For thousands of years, the body of an astronaut floats among the stars. One day, no one knows how, it reaches the shores of an unknown galaxy where it receives the gift of life. How “this spacewalker from India” averts a war among the galaxies and gives up his second life in the process makes up the “gripping and hair-raising” novel titled Nakshatro ka Yudh. The book, by a writer called Professor Diwakar, has a cult following with readers interested in futuristic and pulp science-fiction novels. Two Delhi-based researchers are now studying a dog-eared copy of Nakshatro ka Yudh as they explore what makes up science-fiction in Hindi popular culture.
Simrat Dugal and Charu Maithani were programme managers at Khoj, an arts organisation in Delhi, when they began to talk about the explosion of sci-fi in Western media. Their conversations turned to Afro Futurism, a movement that, broadly speaking, attempts to reclaim what the future can mean through representations that are absent in the mainstream. “People of colour and accents are rarely present in Western art and culture dealing with the future. Soon, we were talking about what was happening in India in terms of re-imagining the future,” says Dugal.

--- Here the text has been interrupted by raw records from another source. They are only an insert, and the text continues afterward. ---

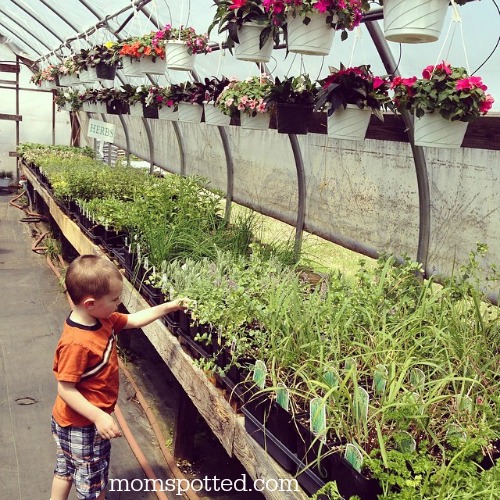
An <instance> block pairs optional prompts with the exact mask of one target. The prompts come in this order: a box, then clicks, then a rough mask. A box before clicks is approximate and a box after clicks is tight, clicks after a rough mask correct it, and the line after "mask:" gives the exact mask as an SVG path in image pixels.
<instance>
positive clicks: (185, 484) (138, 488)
mask: <svg viewBox="0 0 500 500" xmlns="http://www.w3.org/2000/svg"><path fill="white" fill-rule="evenodd" d="M189 490H191V491H194V492H195V493H198V492H200V491H205V492H225V493H228V492H242V491H259V492H264V491H280V492H290V491H300V489H299V484H298V482H297V480H296V479H286V478H279V479H272V478H270V479H256V480H255V481H252V480H251V479H250V478H249V477H248V476H245V475H244V474H242V475H241V477H240V478H238V479H220V478H218V477H215V476H214V477H206V476H205V477H204V478H195V479H178V478H173V479H138V478H136V479H110V480H109V485H108V491H117V492H124V491H134V492H143V491H163V492H169V493H175V495H179V496H180V495H183V494H184V493H185V492H186V491H189Z"/></svg>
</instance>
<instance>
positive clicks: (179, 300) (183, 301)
mask: <svg viewBox="0 0 500 500" xmlns="http://www.w3.org/2000/svg"><path fill="white" fill-rule="evenodd" d="M172 304H173V305H174V307H175V309H174V310H175V311H178V310H180V309H182V310H186V309H190V308H192V307H193V306H195V305H196V301H195V300H192V299H188V298H187V297H181V298H179V299H175V300H173V301H172Z"/></svg>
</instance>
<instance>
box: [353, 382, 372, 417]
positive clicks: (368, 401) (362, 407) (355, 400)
mask: <svg viewBox="0 0 500 500" xmlns="http://www.w3.org/2000/svg"><path fill="white" fill-rule="evenodd" d="M369 401H370V396H369V395H368V392H367V391H366V390H365V389H363V387H361V386H359V385H358V386H357V387H356V388H355V389H354V416H355V418H356V420H357V421H358V422H366V421H367V420H368V403H369Z"/></svg>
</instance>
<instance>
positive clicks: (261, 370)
mask: <svg viewBox="0 0 500 500" xmlns="http://www.w3.org/2000/svg"><path fill="white" fill-rule="evenodd" d="M266 375H267V368H266V364H265V363H264V362H263V361H261V360H260V359H258V360H257V361H256V362H255V366H254V369H253V381H254V382H255V385H256V386H257V387H258V388H259V389H264V387H265V385H266Z"/></svg>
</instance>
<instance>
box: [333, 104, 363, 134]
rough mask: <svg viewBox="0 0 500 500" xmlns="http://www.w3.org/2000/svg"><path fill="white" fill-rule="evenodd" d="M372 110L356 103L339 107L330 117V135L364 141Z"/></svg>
mask: <svg viewBox="0 0 500 500" xmlns="http://www.w3.org/2000/svg"><path fill="white" fill-rule="evenodd" d="M371 115H372V112H371V109H370V108H365V109H360V108H358V107H357V106H355V105H354V104H348V105H347V107H346V108H345V109H344V108H343V107H340V108H337V109H336V110H335V112H334V113H332V114H331V115H330V116H329V117H328V121H327V129H328V137H332V138H333V139H346V140H350V141H362V140H363V139H364V138H365V135H366V131H367V129H368V125H369V124H370V118H371Z"/></svg>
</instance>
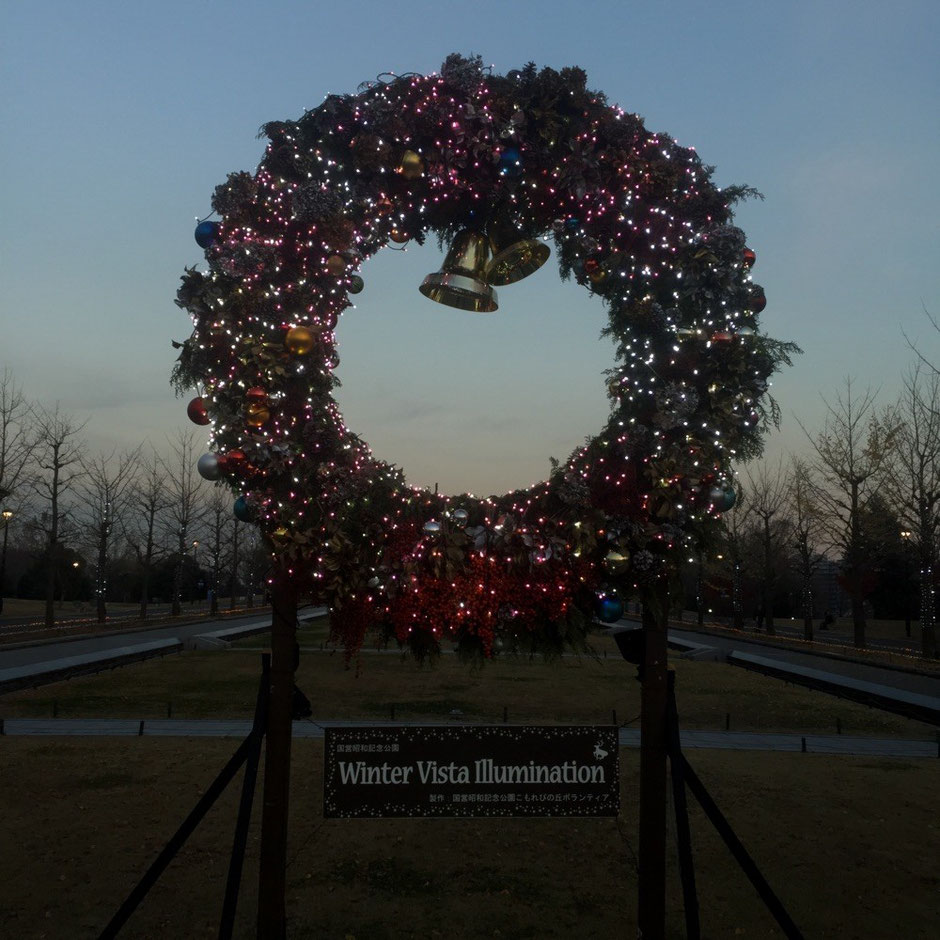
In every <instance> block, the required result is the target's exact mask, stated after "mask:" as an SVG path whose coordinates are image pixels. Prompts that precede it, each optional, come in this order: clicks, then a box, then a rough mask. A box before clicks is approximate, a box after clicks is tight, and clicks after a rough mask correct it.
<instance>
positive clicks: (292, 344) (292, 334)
mask: <svg viewBox="0 0 940 940" xmlns="http://www.w3.org/2000/svg"><path fill="white" fill-rule="evenodd" d="M315 344H316V336H315V335H314V333H313V330H309V329H307V327H305V326H294V327H291V328H290V329H289V330H288V331H287V336H285V337H284V346H285V347H286V348H287V351H288V352H289V353H291V354H292V355H294V356H306V355H307V354H308V353H309V352H310V351H311V350H312V349H313V347H314V345H315Z"/></svg>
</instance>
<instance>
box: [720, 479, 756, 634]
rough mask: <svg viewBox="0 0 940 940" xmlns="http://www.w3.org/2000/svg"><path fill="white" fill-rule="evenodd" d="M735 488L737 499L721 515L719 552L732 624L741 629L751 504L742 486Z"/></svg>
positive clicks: (742, 628)
mask: <svg viewBox="0 0 940 940" xmlns="http://www.w3.org/2000/svg"><path fill="white" fill-rule="evenodd" d="M735 490H736V492H737V499H736V500H735V502H734V506H733V507H732V508H731V509H730V510H729V511H728V512H726V513H724V514H723V515H722V517H721V531H722V535H723V542H724V545H723V548H724V551H723V552H722V553H721V554H722V555H723V556H726V557H723V558H722V559H721V560H722V561H723V562H724V563H725V565H726V567H727V569H728V570H729V571H730V577H731V612H732V613H731V616H732V625H733V626H734V628H735V629H736V630H743V629H744V604H743V600H742V585H743V579H744V569H745V562H746V558H747V551H746V542H747V526H748V520H749V518H750V515H751V506H750V500H749V498H748V494H747V493H746V492H745V491H744V488H743V487H741V486H740V485H739V486H736V487H735Z"/></svg>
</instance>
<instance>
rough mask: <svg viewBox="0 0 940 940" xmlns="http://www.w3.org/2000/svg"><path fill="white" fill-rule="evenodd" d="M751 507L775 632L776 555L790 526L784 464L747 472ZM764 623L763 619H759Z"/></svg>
mask: <svg viewBox="0 0 940 940" xmlns="http://www.w3.org/2000/svg"><path fill="white" fill-rule="evenodd" d="M747 486H748V504H749V507H750V512H751V521H752V524H753V526H754V534H755V535H756V537H757V540H758V542H759V544H760V547H761V564H760V585H761V587H760V594H761V613H762V615H763V619H764V622H765V624H766V626H767V632H768V633H774V632H775V630H774V606H773V605H774V594H775V590H774V589H775V588H776V583H777V568H778V566H777V564H776V555H777V554H778V552H779V549H780V548H781V547H782V545H781V543H782V540H783V533H784V530H785V529H786V526H787V518H786V513H785V511H784V510H785V507H786V501H787V474H786V472H785V471H784V469H783V463H782V461H781V462H778V463H777V466H776V467H775V468H771V467H768V466H767V465H766V464H763V463H761V464H758V465H757V466H756V467H755V468H754V470H753V472H752V470H751V469H750V468H748V470H747ZM758 620H760V617H759V618H758Z"/></svg>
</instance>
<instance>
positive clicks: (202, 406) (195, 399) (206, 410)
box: [186, 398, 209, 425]
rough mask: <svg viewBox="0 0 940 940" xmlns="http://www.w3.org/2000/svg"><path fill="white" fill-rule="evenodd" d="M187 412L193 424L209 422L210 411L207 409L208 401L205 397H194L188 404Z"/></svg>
mask: <svg viewBox="0 0 940 940" xmlns="http://www.w3.org/2000/svg"><path fill="white" fill-rule="evenodd" d="M186 414H187V415H188V416H189V420H190V421H192V423H193V424H201V425H205V424H208V423H209V412H208V411H207V409H206V401H205V399H204V398H194V399H193V400H192V401H191V402H190V403H189V404H188V405H187V406H186Z"/></svg>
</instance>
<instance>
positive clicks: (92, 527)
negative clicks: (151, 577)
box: [79, 447, 140, 623]
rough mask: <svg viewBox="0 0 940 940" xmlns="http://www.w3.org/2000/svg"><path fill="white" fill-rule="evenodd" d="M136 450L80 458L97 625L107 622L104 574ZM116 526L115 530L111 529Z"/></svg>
mask: <svg viewBox="0 0 940 940" xmlns="http://www.w3.org/2000/svg"><path fill="white" fill-rule="evenodd" d="M139 456H140V447H137V448H135V449H134V450H130V451H125V452H124V453H123V454H120V455H116V454H115V452H113V451H112V452H111V453H110V454H109V455H108V456H107V457H92V458H83V459H82V460H81V466H82V471H83V477H82V480H81V482H80V484H79V488H80V492H81V495H82V513H81V515H82V517H83V518H84V528H85V531H86V533H87V536H88V540H89V542H90V543H91V548H92V552H93V555H94V559H95V609H96V614H97V620H98V623H104V622H105V621H106V620H107V619H108V607H107V597H108V573H109V570H110V567H111V553H112V548H113V542H114V534H115V532H116V531H118V532H119V531H121V521H122V519H123V517H124V514H125V512H126V510H127V507H128V502H129V500H130V496H131V488H132V486H133V482H134V471H135V470H136V468H137V460H138V457H139ZM116 526H117V529H116V528H115V527H116Z"/></svg>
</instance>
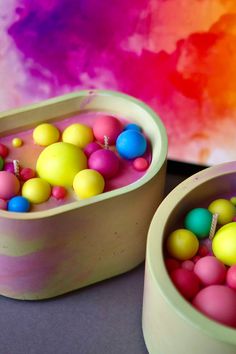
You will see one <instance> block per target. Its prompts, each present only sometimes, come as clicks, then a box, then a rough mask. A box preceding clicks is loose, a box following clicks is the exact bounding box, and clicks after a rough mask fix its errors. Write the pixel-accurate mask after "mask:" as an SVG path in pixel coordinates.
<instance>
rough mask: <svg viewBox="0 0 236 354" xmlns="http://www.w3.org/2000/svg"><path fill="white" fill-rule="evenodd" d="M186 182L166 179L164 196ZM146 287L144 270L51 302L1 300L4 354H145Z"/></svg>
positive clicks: (180, 176)
mask: <svg viewBox="0 0 236 354" xmlns="http://www.w3.org/2000/svg"><path fill="white" fill-rule="evenodd" d="M183 179H184V177H183V176H181V175H170V174H168V175H167V185H166V193H168V192H169V191H170V190H171V189H172V188H173V187H174V186H175V185H177V184H178V183H179V182H181V181H182V180H183ZM143 282H144V264H142V265H140V266H138V267H137V268H135V269H134V270H132V271H130V272H128V273H126V274H123V275H120V276H118V277H115V278H112V279H109V280H106V281H103V282H101V283H99V284H95V285H92V286H89V287H87V288H84V289H81V290H78V291H75V292H72V293H70V294H67V295H64V296H61V297H58V298H54V299H50V300H44V301H38V302H28V301H17V300H12V299H8V298H5V297H1V296H0V354H107V353H109V354H146V353H147V350H146V347H145V343H144V340H143V335H142V327H141V315H142V296H143Z"/></svg>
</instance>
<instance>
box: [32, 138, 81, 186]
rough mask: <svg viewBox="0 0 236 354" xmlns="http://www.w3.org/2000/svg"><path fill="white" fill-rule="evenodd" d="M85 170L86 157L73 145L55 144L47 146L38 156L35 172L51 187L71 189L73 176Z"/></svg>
mask: <svg viewBox="0 0 236 354" xmlns="http://www.w3.org/2000/svg"><path fill="white" fill-rule="evenodd" d="M85 168H87V157H86V156H85V154H84V153H83V151H82V150H81V149H80V148H78V147H77V146H75V145H72V144H68V143H63V142H59V143H55V144H52V145H49V146H47V147H46V148H45V149H44V150H43V151H42V152H41V154H40V155H39V157H38V160H37V164H36V171H37V173H38V175H39V176H40V177H41V178H43V179H45V180H46V181H47V182H49V183H50V184H52V185H55V186H63V187H71V186H72V184H73V180H74V177H75V175H76V174H77V173H78V172H79V171H81V170H83V169H85Z"/></svg>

Two years ago, armed with a grant from India Foundation for the Arts, they entered into a space that included not only pulp fiction such as Nakshatro ka Yudh but also television series such as Space City Sigma (a human drama by Ketan Mehta that unfolds in a spacecraft), radio plays such as Michael Jasoos, about an agent who has a micro-chip inserted into his body, and “sci-fi-ku” or sci-fi haiku (little poems by a Lucknow-based pediatrician, Dr Arvind Dubey, among others). “Initially, we set out to find adaptations of Hindi science-fiction in radio and television. Along the way, we found other examples in visual culture such as book covers, radio plays, nukkad natak and toys,” says Maithani. An exhibition of their finds is being planned for later this year.
One of the highlights of the exhibition will be organisations such as All India Association of Science Fiction, which promote sci-fi among earthlings. Another is the Vigyan Prasar — a group of scientists, many of who write science-fiction — which creates content that are broadcast in collaboration with the All India Radio. Professor Diwakar of Nakshatro ka Yudh is just as well-read by another pseudonym, Dr Raman. These two names of writer Izhar Asar fill up a shelf with more than 50 titles and inspire modern writers such as Zeeshan Zaidi, whose titles include “comic sci-fi” such as Pagal Biwi ka Mehboob in which one hero is a robot. “Pagal Biwi ka Mehboob was made into a play and got a great response,” says Dugal.
The robot in the play was made of tin and thermocol, an improvisation that indicates that local compulsions, such as small budgets, don’t curtain creativity or impede suspension of disbelief among creators and consumers of sci-fi, respectively. To generations that have been reared on sleek titles of Star Trek and Star Wars, the homegrown avatars may appear comical. But, Dugal and Maithani found that TV series such as Captain Vyom, in which Milind Soman dons a tight suit, and Space City Sigma grabbed eyeballs in families across India. “We find that while a lot of science-fiction in television is derivative from their Western counterparts, writers come into their own when they deal with fantasy, as in Chandrakanta,” says Maithani.
Among the researchers’ collection are also images of toys with a subversive story of their own. “In our conversations with the owner of Ram Chander & Sons, a toy shop in Delhi, we found out how, in the ’60s, a lot of Japanese space-age toys were coming into India and Indian toymakers were copying these in aluminium and metal mix. So, now the Japanese and Indian rockets, discs, UFOs and spacecrafts have become huge collectors’ items, like old comic books. Artist Navin Thomas, based out of Bangalore, is a huge fan of these. He repairs and collects them from people and kabadkhanas,” says Maithani.
What will the future be like, according to Hindi sci-fi? If Buddha Future by Zaidi is an indication, one can turn a car into a time machine in a lab and hit the accelerator, leaving lightning zig-zags in the space-time continuum.